De bonne guerre était, sans doute, l'initiative présidentielle de lundi, consistant à alerter formellement, solennellement, la communauté internationale sur le danger existentiel que représentent, pour le Liban, les retombées socio-démographiques, politiques et économiques de l'afflux de réfugiés syriens sur son sol. Par ambassadeurs et autres représentants interposés, le chef de l'État a ainsi envoyé aux dirigeants des grandes puissances, de l'Union européenne, de la Ligue arabe et de l'ONU des missives écrites détaillant, statistiques à l'appui, le sombre tableau.


Le fait est que les chiffres donnent froid dans le dos, mais seulement pour qui veut bien se laisser émouvoir. Ainsi, les Syriens forment aujourd'hui non moins de 37 % de la population, sans même que soient pris en compte les centaines de milliers de réfugiés palestiniens. On dénombre 153 déplacés syriens par kilomètre carré de mouchoir de poche libanais. Et surtout, bon nombre des personnes arrêtées pour avoir commis crimes et délits de toute sorte sont, encore et toujours, des Syriens, même si le ministre de l'Intérieur a tenu à tempérer, hier, les pourcentages avancés par le chef de l'État.
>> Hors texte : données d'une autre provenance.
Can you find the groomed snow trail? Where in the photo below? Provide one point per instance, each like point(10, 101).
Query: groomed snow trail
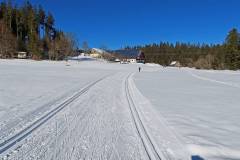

Dès lors, ce que l'on qualifiait il y a peu de bombe à retardement humaine n'en est plus vraiment une : elle a commencé à nous éclater à la figure un peu partout. Elle pulvérise les finances de l'État ou le peu qu'en laissent les prévaricateurs ; elle menace de faire voler en éclats le fragile équilibre communautaire qui est la marque de fabrique du pays et sa police d'assurance-vie ; elle remplit à ras bord les bancs des écoles et les lits des hôpitaux gouvernementaux ; enfin, actes crapuleux et concurrence déloyale se conjuguent pour susciter un sentiment croissant de xénophobie parmi la population.


Le problème c'est que tout cela, le monde entier le sait déjà. C'est du déjà-vu, du déjà dit et redit, sans autre résultat qu'une assistance internationale tout juste suffisante pour garder le Liban à flot et le redoutable dogme, adopté même par les plus proches de nos amis, selon lequel les réfugiés doivent demeurer dans les pays limitrophes de la Syrie, en prévision d'un retour rapide et aisé à leurs foyers. Si bien que le seul point fort de l'argumentaire officiel libanais – le seul relativement nouveau au niveau de la diplomatie internationale – est l'idée d'un rapatriement organisé se limitant, pour l'heure, aux zones de Syrie jugées sûres, car il en existe déjà.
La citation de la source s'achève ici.